Create Larger Texture Sheet If your texture is smaller than the size of the tiles you want to make, then you will have to make a larger texture sheet! Make four good impressions of the texture you want to use into well-conditioned scrap clay. Place them together, matching the design at the edges, on top of a sheet of scrap clay and then bake. You now have a larger texture sheet of the design you love.
Creating the Triangle Tiles Sheet your clay at the thickest setting on your clay conditioning machine. Lay it on a smooth ceramic tile. Dust the larger texture sheet you made in Step 4 with cornstarch, which acts as a release, prior to making each impression. Press the texture firmly into the raw clay using your acrylic roller or place it on the floor covering with a cloth and gently press down with your foot. Gently peel your texture sheet from the clay, which should stick to the tile.
Note: some textures, like the one I am using, has a direction. I am lining up the base of my triangle template to the base of the triangles in the texture. I will keep this orientation the same on all of my triangle tiles.
Place your triangle template over the clay and trim to size.
Adding A Splash of Mica I chose three colors of mica powders and used them in random areas of each tile. A dense cosmetic sponge is a good tool to apply the mica powders, although a finger works too.
Bake the triangle on the ceramic tile to assure that it stays nice and flat.
Prepping the shelf Lightly sand the wooden shelf and prime with white paint. After drying, I lightly sanded again and painted my final color that was a coral (orange with a touch of white and magenta) then added a wash of magenta over it. Let dry completely. I then added a wash of burnt umber with a light brush of gold paint, giving the front edge an antiqued look. Let dry completely.
Finishing the tiles Check all of your tiles and, if needed, sand the edges and assure they are all straight. I did a final wash of watery gold paint over all tiles, which tied all of the colors together and sealed in the mica powders.
Adhering the tiles I made many more tiles than I actually needed so that I could play with the colors. Yeah, I went overboard here!
I decided on the black tiles for the points of the triangle shelf. I needed to cut these tiles in half to fill in at the peaks of the triangle.

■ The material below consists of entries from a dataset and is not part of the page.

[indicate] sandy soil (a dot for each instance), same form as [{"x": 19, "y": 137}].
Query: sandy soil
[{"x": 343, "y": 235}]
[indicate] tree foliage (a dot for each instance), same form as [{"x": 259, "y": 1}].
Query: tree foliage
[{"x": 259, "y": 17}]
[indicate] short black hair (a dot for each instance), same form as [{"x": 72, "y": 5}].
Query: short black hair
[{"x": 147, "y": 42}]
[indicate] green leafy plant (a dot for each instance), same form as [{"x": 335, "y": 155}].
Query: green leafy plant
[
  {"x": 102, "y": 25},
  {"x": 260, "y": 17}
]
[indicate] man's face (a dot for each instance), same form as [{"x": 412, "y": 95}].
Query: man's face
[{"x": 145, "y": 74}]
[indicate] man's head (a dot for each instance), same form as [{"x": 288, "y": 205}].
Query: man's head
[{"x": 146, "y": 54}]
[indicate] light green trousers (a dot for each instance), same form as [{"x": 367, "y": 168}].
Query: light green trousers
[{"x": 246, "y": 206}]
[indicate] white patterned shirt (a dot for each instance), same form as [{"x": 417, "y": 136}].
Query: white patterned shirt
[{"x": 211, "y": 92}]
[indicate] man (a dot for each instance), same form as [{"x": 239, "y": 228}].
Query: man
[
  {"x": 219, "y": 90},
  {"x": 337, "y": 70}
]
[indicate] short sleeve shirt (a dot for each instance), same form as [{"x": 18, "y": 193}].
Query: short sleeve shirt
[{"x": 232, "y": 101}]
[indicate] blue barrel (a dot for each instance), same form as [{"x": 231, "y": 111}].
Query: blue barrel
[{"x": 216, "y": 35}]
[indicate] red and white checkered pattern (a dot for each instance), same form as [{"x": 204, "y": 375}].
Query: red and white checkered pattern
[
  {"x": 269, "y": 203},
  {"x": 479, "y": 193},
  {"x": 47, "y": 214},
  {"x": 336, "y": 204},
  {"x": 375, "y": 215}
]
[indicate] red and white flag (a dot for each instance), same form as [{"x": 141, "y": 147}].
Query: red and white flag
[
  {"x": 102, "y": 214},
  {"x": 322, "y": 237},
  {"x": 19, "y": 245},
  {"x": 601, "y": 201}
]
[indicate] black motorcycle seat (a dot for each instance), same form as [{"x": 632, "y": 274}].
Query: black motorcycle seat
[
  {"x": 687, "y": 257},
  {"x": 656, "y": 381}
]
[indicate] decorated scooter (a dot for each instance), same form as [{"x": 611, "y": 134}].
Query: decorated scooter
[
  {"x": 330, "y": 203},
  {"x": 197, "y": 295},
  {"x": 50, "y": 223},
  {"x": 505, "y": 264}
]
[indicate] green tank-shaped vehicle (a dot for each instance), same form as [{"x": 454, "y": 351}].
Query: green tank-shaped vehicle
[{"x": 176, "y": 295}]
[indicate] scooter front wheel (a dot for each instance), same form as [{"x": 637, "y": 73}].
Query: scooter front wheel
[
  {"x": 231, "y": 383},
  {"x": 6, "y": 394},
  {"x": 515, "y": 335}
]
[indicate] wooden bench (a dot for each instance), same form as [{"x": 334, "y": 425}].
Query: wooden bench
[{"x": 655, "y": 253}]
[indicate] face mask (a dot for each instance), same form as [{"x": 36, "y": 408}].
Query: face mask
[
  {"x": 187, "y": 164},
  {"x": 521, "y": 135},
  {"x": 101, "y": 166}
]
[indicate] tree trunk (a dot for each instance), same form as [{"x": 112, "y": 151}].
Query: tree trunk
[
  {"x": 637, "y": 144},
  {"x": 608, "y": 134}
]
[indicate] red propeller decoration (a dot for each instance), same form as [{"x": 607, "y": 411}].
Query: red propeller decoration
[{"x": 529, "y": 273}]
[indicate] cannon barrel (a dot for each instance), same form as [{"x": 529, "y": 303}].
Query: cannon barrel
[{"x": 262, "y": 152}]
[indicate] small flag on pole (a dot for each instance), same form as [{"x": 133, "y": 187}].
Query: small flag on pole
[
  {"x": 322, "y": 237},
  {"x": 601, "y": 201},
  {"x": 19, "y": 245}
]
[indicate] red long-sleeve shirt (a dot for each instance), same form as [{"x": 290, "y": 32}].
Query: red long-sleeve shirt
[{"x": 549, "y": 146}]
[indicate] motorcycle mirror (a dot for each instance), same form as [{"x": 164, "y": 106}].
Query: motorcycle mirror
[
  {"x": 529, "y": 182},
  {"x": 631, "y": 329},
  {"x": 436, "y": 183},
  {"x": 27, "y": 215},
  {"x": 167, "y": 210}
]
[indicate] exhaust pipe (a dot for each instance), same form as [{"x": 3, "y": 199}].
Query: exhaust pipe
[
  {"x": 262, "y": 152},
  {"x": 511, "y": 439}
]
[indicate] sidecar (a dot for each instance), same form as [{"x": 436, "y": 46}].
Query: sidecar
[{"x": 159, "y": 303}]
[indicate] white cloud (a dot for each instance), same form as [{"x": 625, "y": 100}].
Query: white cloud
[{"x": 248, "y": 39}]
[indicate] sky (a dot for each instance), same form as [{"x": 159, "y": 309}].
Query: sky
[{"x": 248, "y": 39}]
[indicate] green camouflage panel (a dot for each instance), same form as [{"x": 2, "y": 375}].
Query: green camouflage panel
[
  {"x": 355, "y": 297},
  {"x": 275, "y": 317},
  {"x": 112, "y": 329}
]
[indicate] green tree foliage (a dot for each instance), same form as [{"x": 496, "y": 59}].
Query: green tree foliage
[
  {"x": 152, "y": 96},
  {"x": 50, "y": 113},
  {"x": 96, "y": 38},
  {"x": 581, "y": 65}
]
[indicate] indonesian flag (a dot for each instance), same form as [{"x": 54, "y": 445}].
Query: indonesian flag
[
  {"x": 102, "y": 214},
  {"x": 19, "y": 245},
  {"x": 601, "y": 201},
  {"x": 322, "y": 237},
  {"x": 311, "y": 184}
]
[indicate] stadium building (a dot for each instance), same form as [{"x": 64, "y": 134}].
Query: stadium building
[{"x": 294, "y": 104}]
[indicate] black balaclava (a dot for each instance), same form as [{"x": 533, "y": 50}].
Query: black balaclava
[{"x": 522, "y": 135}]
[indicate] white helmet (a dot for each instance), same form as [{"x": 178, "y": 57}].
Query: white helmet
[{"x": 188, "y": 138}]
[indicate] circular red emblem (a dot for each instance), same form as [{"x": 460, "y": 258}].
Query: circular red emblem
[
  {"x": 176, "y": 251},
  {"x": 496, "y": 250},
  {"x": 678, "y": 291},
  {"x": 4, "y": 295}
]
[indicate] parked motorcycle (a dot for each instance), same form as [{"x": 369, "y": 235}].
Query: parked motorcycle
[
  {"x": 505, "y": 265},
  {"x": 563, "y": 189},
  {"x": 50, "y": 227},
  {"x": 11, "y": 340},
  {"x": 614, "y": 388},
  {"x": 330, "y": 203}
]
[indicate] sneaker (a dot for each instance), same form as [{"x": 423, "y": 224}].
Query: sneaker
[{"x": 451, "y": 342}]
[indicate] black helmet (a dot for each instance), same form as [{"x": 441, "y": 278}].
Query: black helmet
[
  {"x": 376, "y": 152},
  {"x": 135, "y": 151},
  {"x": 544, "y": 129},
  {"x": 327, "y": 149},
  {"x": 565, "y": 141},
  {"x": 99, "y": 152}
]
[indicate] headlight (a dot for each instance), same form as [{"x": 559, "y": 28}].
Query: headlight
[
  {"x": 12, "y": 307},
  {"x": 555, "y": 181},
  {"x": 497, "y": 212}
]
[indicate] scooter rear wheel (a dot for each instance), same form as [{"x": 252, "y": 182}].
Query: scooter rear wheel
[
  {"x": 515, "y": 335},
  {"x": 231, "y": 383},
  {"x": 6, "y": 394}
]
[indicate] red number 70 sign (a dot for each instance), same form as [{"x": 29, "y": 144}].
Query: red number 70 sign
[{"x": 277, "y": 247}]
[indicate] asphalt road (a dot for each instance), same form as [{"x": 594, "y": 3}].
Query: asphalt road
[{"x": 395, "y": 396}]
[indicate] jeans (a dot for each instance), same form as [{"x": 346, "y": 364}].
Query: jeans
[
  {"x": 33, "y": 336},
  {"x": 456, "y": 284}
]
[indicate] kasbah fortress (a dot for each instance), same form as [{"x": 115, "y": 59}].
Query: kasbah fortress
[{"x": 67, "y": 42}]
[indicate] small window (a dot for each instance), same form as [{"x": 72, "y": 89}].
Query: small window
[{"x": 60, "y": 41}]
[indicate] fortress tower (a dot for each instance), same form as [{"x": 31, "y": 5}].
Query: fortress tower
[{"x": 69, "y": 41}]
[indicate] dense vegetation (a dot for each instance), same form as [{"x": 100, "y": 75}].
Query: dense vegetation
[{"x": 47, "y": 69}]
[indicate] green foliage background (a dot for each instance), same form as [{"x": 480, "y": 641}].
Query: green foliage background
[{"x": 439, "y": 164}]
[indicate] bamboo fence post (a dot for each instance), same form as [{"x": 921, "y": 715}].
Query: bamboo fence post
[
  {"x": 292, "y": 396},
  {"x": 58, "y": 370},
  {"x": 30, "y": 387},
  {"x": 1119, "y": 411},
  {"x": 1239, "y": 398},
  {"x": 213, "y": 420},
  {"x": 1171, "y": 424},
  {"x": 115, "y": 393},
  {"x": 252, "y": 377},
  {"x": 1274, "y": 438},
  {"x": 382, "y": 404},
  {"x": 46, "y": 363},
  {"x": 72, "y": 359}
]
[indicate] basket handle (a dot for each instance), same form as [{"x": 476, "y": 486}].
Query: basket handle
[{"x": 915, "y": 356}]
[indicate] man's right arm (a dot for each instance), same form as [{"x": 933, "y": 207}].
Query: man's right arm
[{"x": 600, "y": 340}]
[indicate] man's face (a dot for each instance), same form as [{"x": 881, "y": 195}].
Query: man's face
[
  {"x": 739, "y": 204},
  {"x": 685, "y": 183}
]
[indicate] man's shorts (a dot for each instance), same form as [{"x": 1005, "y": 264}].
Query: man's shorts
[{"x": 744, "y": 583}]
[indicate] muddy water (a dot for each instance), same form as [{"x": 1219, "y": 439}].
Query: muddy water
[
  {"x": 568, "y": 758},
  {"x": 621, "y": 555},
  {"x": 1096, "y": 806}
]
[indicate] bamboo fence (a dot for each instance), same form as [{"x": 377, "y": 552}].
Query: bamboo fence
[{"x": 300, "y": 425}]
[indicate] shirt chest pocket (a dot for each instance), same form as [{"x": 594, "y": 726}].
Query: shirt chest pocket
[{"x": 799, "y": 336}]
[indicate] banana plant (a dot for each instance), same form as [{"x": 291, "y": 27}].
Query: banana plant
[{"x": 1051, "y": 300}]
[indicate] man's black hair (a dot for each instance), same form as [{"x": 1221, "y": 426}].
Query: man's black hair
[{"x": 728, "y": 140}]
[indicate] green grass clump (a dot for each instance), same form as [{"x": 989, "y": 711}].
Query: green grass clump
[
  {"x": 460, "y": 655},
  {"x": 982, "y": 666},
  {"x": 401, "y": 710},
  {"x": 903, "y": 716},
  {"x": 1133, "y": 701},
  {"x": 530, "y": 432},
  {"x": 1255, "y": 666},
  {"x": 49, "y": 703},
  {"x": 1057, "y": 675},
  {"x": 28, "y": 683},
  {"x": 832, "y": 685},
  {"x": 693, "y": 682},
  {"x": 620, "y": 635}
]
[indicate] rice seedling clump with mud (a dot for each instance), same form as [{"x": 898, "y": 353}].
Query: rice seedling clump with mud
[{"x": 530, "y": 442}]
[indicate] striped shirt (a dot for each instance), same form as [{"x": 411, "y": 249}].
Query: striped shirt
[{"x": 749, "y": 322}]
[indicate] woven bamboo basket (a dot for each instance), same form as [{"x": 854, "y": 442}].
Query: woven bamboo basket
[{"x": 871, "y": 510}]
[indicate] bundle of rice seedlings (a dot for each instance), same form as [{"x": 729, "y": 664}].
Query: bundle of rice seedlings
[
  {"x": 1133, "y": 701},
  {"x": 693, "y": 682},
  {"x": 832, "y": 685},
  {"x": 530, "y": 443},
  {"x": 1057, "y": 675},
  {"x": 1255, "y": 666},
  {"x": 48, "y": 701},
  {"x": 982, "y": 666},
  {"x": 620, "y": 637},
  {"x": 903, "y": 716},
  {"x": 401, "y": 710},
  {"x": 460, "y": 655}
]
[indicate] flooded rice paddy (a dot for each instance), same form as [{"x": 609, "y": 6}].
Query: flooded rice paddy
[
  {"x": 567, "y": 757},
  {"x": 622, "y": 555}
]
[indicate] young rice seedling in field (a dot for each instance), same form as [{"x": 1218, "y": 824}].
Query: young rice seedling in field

To cut the tiles I used a metal ruler and craft knife. Go slow and make multiple passes with the craft knife.
Once you have your tile order, glue down the tiles one side at a time. Allow glue to fully dry before moving onto the next side.
Embellishing the Front Edge The final step is to embellish the front edge of the shelf. Three diamond shaped tiles were created using black clay and the triangle texture. A layer of mica powder was added before baking. These tiles were added to each of the three points of the triangle for a finishing touch.